ABSTRACT
High-throughput in vitro assays and AOP-based approach is promising for the assessment of health and ecotoxicological risks from exposure to pollutants and their mixtures. However, one of the major challenges in realization and implementations of the Tox21 vision is the urgent need to establish quantitative link between in-vitro assay molecular endpoint and in-vivo phenotypic toxicity endpoint. Here, we demonstrated that, using time series toxicomics in-vitro assay along with machine learning-based feature selection (MRMR) and classification method (SVM), an “optimal” number of biomarkers with minimum redundancy can be identified for prediction of phenotypic endpoints with good accuracy.
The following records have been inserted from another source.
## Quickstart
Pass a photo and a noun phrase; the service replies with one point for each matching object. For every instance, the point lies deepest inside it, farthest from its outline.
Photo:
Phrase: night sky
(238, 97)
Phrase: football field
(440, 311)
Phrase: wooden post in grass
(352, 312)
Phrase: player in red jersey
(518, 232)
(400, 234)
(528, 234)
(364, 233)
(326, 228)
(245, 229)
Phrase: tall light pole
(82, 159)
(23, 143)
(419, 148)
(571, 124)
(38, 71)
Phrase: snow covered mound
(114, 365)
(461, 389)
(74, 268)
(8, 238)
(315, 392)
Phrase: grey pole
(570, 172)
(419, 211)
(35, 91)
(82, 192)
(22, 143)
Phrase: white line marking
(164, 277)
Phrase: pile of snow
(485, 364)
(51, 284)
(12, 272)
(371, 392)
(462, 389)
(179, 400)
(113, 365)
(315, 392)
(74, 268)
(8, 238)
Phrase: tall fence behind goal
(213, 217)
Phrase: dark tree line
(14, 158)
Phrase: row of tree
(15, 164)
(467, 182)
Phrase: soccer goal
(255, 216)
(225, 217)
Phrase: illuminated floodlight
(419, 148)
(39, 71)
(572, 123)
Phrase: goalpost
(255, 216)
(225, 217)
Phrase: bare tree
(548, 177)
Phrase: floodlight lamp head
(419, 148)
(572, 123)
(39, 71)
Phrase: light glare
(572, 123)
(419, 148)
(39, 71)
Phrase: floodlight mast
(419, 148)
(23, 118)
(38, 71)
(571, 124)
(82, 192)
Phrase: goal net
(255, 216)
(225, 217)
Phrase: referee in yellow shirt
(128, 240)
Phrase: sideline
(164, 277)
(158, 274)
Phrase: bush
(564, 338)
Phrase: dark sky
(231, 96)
We included two case studies for in-vivo carcinogenicity and Ames genotoxicity prediction with 20 selected chemicals including model genotoxic chemicals and negative controls, respectively, using an in-vitro toxicogenomic assay that captures real-time proteomic response data of 38 GFP-fused proteins of S. cerevisiae strains covering biomarkers indicative of all known DNA damage and repair pathways in yeast. The results suggested that, employing the adverse outcome pathway (AOP) concept, molecular endpoints based on a relatively small number of properly selected biomarker-ensemble involved in the conserved DNA-damage and repair pathways among eukaryotes, were able to predict both in-vivo carcinogenicity in rats and Ames genotoxicity endpoints. The specific biomarkers identified are different for the two different phenotypic genotoxicity assays. The top-ranked five biomarkers for the in-vivo carcinogenicity prediction mainly focused on double strand break repair and DNA recombination, whereas the selected top-ranked biomarkers for Ames genotoxicity prediction are associated with base- and nucleotide-excision repair. Current toxicomics approach still mostly rely on large number of redundant markers without pre-selection or ranking, therefore, selection of relevant biomarkers with minimal redundancy would reduce the number of markers to be monitored and reduce the cost, time, and complexity of the toxicity screening and risk monitoring. The method developed in this study will help to fill in the knowledge gap in phenotypic anchoring and predictive toxicology, and contribute to the progress in the implementation of tox 21 vision for environmental and health applications.
Competing Interest Statement
The authors have declared no competing interest.